What exactly happens if a broker runs out of funds? Could you actually lose equity in your account? If so, what should you be examining when looking at the financial report of your broker?

3 Answers 3


The Securities Investor Protection Corporation is roughly analogous to the FDIC for investments. There are some important differences like a lack of 100% guarantee you get all of your funds back.

The SIPC understands you invested knowing there was some risk, and therefore you take that same risk in getting your money from a failed brokerage. However there is still a level of commitment and trust that lessen the risk of investing in the wrong place.

Also, do not typo the acronym at your work computer. In the US (and perhaps elsewhere) it is a racist term, and you are likely to get some bad search results.

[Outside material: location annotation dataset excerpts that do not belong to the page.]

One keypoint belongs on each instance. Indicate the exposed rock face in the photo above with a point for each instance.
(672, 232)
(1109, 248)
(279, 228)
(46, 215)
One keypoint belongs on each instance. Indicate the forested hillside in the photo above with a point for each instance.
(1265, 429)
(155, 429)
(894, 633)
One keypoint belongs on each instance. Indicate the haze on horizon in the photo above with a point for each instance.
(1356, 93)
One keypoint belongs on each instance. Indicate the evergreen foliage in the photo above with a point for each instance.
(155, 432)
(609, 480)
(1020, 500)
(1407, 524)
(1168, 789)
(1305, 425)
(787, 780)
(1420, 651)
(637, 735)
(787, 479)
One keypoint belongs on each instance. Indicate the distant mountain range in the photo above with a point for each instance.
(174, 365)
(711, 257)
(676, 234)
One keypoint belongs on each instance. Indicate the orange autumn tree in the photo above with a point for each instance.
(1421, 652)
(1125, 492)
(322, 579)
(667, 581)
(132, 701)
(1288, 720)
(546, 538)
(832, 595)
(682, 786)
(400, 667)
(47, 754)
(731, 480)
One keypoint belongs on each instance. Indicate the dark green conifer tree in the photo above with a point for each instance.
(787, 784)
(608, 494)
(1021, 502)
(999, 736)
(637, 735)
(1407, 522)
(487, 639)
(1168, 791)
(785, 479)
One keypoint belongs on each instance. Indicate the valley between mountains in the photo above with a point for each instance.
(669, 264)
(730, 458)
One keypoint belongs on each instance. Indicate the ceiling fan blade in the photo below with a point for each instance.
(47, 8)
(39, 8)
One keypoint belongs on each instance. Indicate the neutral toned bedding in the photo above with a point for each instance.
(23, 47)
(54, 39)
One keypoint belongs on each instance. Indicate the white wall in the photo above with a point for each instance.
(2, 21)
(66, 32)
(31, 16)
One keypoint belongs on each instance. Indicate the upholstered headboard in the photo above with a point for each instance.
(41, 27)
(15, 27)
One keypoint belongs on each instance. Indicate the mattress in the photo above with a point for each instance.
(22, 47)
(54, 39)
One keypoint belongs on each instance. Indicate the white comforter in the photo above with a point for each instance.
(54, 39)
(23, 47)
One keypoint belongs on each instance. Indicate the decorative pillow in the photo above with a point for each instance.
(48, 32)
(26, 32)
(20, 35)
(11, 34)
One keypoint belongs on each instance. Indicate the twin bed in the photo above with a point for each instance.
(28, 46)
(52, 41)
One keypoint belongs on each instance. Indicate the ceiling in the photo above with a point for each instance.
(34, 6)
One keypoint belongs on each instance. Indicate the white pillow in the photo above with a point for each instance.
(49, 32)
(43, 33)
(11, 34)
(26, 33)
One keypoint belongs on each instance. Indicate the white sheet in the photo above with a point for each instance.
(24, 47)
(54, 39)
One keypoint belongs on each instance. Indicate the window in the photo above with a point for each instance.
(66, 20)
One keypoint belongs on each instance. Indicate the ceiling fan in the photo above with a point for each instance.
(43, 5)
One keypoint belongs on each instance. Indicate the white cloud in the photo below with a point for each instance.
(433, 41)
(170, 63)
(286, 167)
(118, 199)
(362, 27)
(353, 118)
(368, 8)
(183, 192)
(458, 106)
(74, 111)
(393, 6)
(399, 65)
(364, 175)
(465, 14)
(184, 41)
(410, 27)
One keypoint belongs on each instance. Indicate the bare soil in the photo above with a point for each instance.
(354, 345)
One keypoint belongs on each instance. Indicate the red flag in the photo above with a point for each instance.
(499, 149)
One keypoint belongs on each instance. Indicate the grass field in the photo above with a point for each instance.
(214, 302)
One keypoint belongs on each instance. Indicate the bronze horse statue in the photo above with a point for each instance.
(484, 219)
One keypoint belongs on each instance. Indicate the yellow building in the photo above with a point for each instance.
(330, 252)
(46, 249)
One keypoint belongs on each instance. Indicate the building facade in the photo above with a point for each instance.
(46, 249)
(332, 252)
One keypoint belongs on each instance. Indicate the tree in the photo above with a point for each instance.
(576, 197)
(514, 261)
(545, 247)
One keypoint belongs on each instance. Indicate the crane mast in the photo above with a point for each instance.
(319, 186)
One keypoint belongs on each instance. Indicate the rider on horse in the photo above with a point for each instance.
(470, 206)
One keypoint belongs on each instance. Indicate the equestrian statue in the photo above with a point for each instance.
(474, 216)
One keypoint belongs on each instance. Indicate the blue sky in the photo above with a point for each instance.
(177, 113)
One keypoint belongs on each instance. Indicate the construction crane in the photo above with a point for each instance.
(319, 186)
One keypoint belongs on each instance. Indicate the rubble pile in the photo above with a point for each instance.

Look at the link to the SIPC. I don't know exactly what you mean by "runs out of funds," but the SIPC will replace shares of stock stolen from your account, and up to $100,000 in cash.

The real risk is when a shady brokers sells you shares in a stock that becomes worthless, that's when "buyer beware" kicks in. No help there.


Careful with the "stock stolen from your account" thing. SIPC protects investors against broker/dealer insolvency. Don't think they provide protection against theft.

  • 1
    Interesting. Has this happened where stocks in an account just disappear? Would that be something for a law enforcement agency? Where does the SEC fit into all of this?